Section 80HHF of the Income Tax Act: Deduction in respect of profits and gains from export or transfer of film software, etc.
(1) Where an assessee, being an Indian company or a person (other than a company) resident in India, is engaged in the business of export or transfer by any means out of India, of any film software, television software, music software, television news software, including telecast rights (hereafter in this section referred to as the software or software rights), there shall, in accordance with and subject to the provisions of this section, be allowed, in computing the total income of the assessee, a deduction to the extent of profits, referred to in sub-section (1A), derived by the assessee from such business.

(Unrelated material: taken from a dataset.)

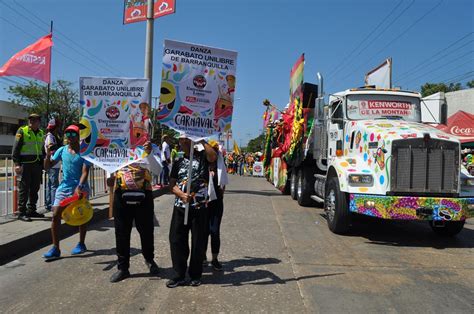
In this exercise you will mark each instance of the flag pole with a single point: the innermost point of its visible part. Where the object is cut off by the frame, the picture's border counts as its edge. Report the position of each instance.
(49, 84)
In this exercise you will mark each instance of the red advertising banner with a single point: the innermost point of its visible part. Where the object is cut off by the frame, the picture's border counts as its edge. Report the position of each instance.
(34, 61)
(135, 10)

(1A) For the purposes of sub-section (1), the extent of deduction of profits shall be an amount equal to—
(i) eighty per cent of such profits for an assessment year beginning on the 1st day of April, 2001;
(ii) seventy per cent thereof for an assessment year beginning on the 1st day of April, 2002;
(iii) fifty per cent thereof for an assessment year beginning on the 1st day of April, 2003;
(iv) thirty per cent thereof for an assessment year beginning on the 1st day of April, 2004,
and no deduction shall be allowed in respect of the assessment year beginning on the 1st day of April, 2005 and any subsequent assessment year.

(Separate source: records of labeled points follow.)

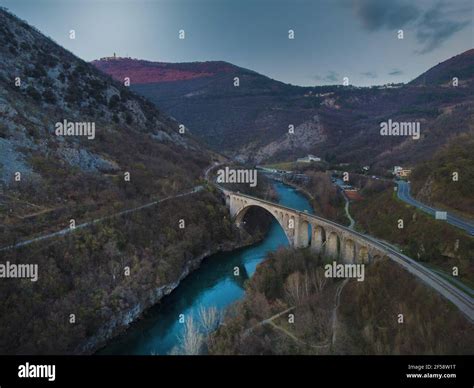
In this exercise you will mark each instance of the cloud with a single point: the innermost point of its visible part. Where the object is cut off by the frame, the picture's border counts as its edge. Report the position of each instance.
(435, 28)
(369, 74)
(379, 14)
(331, 76)
(432, 26)
(395, 72)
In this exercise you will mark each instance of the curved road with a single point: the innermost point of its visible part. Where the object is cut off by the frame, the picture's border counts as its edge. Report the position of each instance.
(403, 193)
(461, 299)
(65, 231)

(2) The deduction specified in sub-section (1) shall be allowed only if the consideration in respect of the software or software rights referred to in that sub-section is received in, or brought into, India by the assessee in convertible foreign exchange, within a period of six months from the end of the previous year or within such further period as the competent authority may allow in this behalf.

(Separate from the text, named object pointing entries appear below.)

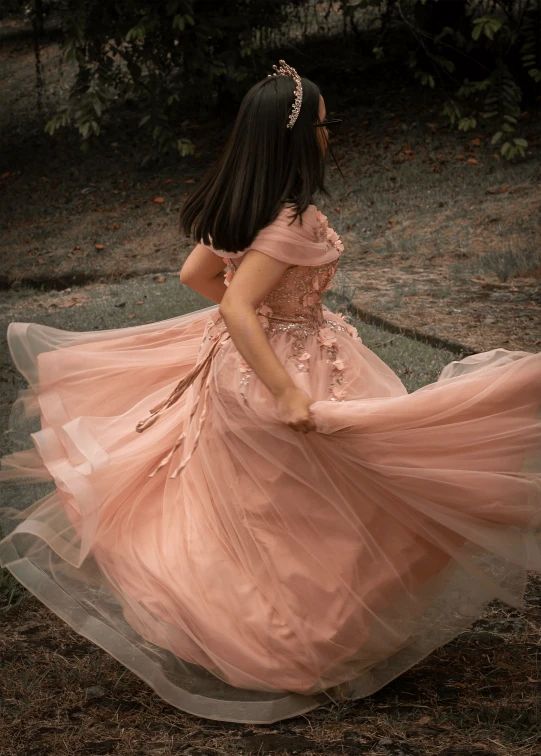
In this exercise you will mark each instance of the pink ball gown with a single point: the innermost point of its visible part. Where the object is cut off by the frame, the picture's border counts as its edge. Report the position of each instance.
(248, 572)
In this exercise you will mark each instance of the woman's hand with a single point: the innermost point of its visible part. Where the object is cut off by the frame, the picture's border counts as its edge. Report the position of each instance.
(294, 409)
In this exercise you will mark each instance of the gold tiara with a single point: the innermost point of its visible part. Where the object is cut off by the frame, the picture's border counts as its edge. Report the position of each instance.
(285, 70)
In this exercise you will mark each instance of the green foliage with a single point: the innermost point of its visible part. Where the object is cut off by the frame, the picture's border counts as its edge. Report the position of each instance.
(488, 37)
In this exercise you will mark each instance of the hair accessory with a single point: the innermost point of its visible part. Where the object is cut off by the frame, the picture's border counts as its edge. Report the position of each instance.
(285, 70)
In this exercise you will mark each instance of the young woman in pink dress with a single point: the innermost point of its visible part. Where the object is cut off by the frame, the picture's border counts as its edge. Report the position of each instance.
(248, 509)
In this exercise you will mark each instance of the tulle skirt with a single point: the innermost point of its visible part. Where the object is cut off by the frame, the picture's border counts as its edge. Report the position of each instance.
(248, 572)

(3) For the purposes of sub-section (1), profits derived from the business referred to in that sub-section shall be the amount which bears to the profits of the business, the same proportion as the export turnover bears to the total turnover of the business carried on by the assessee.
(4) The deduction under sub-section (1) shall not be admissible unless the assessee furnishes in the prescribed form27, along with the return of income, the report of an accountant, as defined in the Explanation below sub-section (2) of section 288, certifying that the deduction has been correctly claimed in accordance with the provisions of this section.
(5) Where a deduction under this section is claimed and allowed in respect of profits of the business referred to in sub-section (1) for any assessment year, no deduction shall be allowed in relation to such profits under any other provision of this Act for the same or any other assessment year.
(6) Notwithstanding anything contained in this section, no deduction shall be allowed in respect of the software or software rights referred to in sub-section (1), if such business is prohibited by any law for the time being in force.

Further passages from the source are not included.